Since the development of percutaneous coronary intervention (PCI) in patients with coronary heart disease (CHD), unfractionated heparin (UFH) and low molecular weight heparin (LWMH) have been the preferred anticoagulants in peri-operative period. However, UFH has some defects, such as incomplete and unstable inhibition of thrombin, large individual differences, multiple monitoring of activated coagulation time (ACT), ineffective thrombin binding to fibrin, non-specific protein binding and induced thrombocytopenia (HIT). Compared with UFH, LWMH has lower non-specific protein binding rate, but it is not superior to UFH in efficacy, hemorrhage and HIT. Bivalirudin can bind specifically to thrombin catalytic site and anionic external binding site, directly inhibit thrombin activity, thereby inhibiting thrombin-catalyzed and induced reactions. At the same time, thrombin can also inactivate it by enzymatic hydrolysis of bivalirudin. Therefore, the inhibition of bivalirudin on thrombin is reversible and transient, and the risk of bleeding after drug withdrawal is relative small. It has been reported that bivalirudin can significantly reduce the risk of peri-operative bleeding during PCI period compared with UFH. Clopidogrel had not yet played a role in most patients after emergency PCI, and there was a "blank period" for 2-4 hours without effective antithrombotic concentration, which was also the peak period of acute stent thrombosis. Han and coworkers have shown that for acute myocardial infarction (AMI) patients undergoing emergency PCI, whether or not glycoprotein IIb/IIIa inhibitors were added, prolonged peri-operative use of bivalrudin was significantly better than UFH in terms of net clinical adverse event. However, for patients with elective PCI (ePCI), prolonged bivalirudin use was only used in some patients in REPLACE-2 and ISAR-REACT-3 studies, and the prolonged time of bivalrudin use after ePCI was not definite. Therefore, in the current study we aim to explore the efficacy and safety of prolonged bivalirudin use 4 hours after elective PCI in patients with CHD.

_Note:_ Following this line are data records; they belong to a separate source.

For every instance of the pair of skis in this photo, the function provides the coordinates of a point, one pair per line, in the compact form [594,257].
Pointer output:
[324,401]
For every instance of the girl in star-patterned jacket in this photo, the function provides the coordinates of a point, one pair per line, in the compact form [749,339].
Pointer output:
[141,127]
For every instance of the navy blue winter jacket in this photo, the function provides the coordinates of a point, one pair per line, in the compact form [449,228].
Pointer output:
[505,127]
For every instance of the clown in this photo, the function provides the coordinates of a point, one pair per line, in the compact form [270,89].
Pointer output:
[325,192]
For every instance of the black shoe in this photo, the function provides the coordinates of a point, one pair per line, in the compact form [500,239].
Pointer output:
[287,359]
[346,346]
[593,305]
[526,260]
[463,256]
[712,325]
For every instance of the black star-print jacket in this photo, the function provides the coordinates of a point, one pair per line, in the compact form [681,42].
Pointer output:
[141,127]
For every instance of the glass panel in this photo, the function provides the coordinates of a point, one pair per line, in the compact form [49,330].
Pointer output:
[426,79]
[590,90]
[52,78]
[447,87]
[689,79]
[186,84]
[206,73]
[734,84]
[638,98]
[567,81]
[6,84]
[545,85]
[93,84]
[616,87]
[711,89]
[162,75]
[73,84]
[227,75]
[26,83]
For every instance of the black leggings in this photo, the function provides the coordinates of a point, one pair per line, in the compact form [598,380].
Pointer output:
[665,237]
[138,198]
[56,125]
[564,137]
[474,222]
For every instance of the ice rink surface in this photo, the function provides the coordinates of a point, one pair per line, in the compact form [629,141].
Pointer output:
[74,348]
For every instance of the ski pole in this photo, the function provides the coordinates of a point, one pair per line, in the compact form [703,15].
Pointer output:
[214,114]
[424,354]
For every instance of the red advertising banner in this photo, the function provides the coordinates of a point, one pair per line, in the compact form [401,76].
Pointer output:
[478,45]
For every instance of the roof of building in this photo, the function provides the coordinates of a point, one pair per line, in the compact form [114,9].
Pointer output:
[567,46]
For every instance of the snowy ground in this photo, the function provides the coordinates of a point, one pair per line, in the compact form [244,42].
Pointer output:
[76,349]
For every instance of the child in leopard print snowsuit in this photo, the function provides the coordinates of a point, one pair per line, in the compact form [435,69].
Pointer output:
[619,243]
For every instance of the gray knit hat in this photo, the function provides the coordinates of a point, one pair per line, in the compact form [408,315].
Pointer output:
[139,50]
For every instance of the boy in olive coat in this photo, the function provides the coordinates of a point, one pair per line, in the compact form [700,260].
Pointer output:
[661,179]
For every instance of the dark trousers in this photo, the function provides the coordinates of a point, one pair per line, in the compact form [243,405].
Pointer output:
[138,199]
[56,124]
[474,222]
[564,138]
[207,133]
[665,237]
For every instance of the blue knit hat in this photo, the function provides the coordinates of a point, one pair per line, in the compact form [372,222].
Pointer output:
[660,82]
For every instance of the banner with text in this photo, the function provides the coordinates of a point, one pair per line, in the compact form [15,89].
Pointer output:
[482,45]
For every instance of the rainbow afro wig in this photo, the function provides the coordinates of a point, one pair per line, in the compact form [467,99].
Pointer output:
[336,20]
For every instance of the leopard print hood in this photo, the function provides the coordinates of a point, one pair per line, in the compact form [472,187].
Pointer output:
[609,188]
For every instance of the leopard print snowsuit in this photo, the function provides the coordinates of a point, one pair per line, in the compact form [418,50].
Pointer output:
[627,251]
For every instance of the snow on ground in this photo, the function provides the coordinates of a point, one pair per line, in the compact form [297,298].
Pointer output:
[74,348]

The current study is designed as a single-center, randomized and prospective study aiming to evaluate the safety and efficacy of prolonged continuous use of bivalirudin 4 hours after ePCI for the treatment of peri-operative myocardial injury (PMI) compared with the bivalirudin use during ePCI. Based on previous study reported and estimated 10% loss follow-up of these patients in each arm, a total of 330 patients with CHD were required in our study, and with 165 patients per group as a ratio of 1:1 randomization.
Study Type
INTERVENTIONAL
Allocation
RANDOMIZED
Purpose
PREVENTION
Masking
NONE
Enrollment
330
prolonged continuous use of bivalirudin 4 hours after elective PCI (dose: 0.75 mg/kg bolus plus 1.75 mg/kg per hour)
bivalirudin use during ePCI (0.75 mg/kg bolus plus 1.75 mg/kg per hour)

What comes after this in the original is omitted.